The fact is that all wars everywhere and all through history have had their Hadithas, their My Lais, their Carthages and Kosovos. Children are always mutilated, women and girls always raped, babies skewered. Old men shot dead while in bed praying. Generations of selfless young volunteers come home haunted by what they’ve seen and done, then live with it for a half century more.

The Bush administration owes us and the world a full accounting of what happened in Haditha before we can begin to ask why or figure out what it all means.


Just give me the truth. I need it so I can think about this.

Wednesday, May 10, 2006

Bush's Policies a Failure?

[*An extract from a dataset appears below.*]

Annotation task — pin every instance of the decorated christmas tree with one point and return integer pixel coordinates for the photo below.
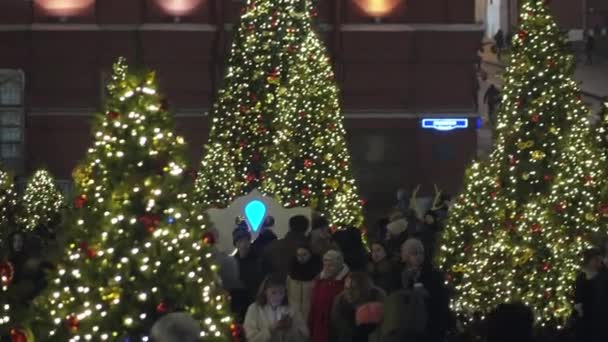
(41, 202)
(133, 255)
(276, 123)
(518, 230)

The President Agrees

A poll released in today’s New York Times reports that two-thirds of respondents “had little or no confidence that Mr. Bush could successfully end the war.”

The sad part is that the president himself belongs in this majority. Recall that he said several months ago that the process of ending the Iraq war will be up to “other presidents” and “other administrations.”

Glad to see most of the country has caught up to this man’s brilliant analysis of his own debacle.